II. La décision rendue le 13 août 2013 par l’Office de l’assurance-invalidité pour le canton de Vaud est confirmée.
III. Les frais judiciaires, arrêtés à 400 fr. (quatre cents francs), sont laissés à la charge de l’Etat.
IV. Il n’est pas alloué de dépens.
V. L’indemnité d'office de Me Sébastien Pedroli, conseil du recourant, est arrêtée à 2’250 fr. (deux mille deux cent cinquante francs).
VI. Le bénéficiaire de l'assistance judiciaire est, dans la mesure de l'art. 123 CPC applicable par renvoi de l'art. 18 al. 5 LPA-VD, tenu au remboursement des frais judiciaires et de l'indemnité du conseil d'office mis à la charge de l'Etat.

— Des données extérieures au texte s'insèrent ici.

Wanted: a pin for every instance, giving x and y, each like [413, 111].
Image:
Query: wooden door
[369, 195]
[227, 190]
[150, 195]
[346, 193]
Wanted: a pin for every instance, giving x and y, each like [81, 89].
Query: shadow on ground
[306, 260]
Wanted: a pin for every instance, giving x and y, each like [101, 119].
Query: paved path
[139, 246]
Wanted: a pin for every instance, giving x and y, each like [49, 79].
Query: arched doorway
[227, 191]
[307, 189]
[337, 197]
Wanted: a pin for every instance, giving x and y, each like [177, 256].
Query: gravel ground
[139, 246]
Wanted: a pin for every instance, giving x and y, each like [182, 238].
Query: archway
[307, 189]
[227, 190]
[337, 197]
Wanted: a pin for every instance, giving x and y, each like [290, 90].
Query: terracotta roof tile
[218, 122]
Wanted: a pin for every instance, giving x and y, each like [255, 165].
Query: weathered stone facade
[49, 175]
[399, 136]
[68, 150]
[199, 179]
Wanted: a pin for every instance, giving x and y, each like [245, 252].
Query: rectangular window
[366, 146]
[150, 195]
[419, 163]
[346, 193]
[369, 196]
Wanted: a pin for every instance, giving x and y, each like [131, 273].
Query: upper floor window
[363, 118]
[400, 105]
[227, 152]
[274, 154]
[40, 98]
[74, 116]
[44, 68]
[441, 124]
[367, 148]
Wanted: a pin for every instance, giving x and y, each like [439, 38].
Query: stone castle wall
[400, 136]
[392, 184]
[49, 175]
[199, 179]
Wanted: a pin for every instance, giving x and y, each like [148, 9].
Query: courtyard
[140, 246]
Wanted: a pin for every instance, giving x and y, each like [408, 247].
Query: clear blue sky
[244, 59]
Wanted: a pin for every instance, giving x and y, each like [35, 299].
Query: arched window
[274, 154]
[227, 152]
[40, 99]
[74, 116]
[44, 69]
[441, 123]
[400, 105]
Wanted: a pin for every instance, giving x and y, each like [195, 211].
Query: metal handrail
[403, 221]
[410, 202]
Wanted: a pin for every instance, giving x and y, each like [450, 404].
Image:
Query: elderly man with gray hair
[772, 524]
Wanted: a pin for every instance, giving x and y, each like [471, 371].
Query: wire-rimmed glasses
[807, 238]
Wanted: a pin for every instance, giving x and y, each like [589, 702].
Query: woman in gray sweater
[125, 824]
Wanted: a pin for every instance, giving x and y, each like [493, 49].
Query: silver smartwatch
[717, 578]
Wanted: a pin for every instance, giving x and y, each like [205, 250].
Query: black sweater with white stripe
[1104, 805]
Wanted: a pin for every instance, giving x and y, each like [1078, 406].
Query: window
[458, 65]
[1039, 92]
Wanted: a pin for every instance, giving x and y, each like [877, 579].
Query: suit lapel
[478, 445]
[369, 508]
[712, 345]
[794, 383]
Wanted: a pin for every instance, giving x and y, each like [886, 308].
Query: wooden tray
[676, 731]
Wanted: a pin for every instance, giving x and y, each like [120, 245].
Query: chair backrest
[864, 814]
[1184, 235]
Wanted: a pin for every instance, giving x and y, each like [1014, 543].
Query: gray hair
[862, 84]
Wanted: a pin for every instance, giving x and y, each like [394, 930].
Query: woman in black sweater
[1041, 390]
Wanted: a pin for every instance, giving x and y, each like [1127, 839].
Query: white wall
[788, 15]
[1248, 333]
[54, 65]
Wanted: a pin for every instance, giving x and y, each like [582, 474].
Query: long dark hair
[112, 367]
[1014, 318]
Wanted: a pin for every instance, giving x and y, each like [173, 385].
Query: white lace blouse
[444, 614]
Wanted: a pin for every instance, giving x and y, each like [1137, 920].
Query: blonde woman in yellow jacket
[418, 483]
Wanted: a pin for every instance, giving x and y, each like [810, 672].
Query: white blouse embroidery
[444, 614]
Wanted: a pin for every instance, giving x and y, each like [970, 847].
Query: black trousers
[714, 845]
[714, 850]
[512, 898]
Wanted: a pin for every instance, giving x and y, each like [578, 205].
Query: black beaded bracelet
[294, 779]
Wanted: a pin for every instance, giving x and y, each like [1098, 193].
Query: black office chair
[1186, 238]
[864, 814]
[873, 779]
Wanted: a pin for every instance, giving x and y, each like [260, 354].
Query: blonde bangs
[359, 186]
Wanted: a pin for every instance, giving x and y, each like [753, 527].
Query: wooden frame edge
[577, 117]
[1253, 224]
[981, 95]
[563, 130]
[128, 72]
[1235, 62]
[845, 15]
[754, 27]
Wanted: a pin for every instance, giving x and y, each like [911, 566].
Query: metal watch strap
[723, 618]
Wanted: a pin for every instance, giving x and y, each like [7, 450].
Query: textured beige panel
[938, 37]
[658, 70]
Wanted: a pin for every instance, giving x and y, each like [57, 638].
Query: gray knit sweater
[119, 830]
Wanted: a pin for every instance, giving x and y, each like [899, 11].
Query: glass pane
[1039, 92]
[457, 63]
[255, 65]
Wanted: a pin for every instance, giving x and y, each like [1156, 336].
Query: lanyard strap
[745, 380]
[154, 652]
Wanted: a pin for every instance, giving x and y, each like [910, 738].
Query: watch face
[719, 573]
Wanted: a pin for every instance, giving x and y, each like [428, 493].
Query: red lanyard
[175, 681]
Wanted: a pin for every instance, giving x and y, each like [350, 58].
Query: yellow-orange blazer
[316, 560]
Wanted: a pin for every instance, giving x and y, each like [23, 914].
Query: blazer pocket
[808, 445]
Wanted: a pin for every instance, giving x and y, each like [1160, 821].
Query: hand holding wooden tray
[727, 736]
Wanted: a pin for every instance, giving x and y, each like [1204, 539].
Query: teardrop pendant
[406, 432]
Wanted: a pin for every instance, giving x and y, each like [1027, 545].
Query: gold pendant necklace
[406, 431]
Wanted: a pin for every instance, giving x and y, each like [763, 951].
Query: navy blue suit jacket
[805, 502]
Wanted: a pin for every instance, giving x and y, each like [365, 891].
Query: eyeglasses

Le président : La greffière :
Du
L'arrêt qui précède, dont la rédaction a été approuvée à huis clos, est notifié à :
‑ Me Sébastien Pedroli (pour M. L.________),
‑ Office de l'assurance-invalidité pour le canton de Vaud,
- Office fédéral des assurances sociales,
par l'envoi de photocopies.
Le présent arrêt peut faire l'objet d'un recours en matière de droit public devant le Tribunal fédéral au sens des art. 82 ss LTF (loi du 17 juin 2005 sur le Tribunal fédéral ; RS 173.110), cas échéant d'un recours constitutionnel subsidiaire au sens des art. 113 ss LTF. Ces recours doivent être déposés devant le Tribunal fédéral (Schweizerhofquai 6, 6004 Lucerne) dans les trente jours qui suivent la présente notification (art. 100 al. 1 LTF).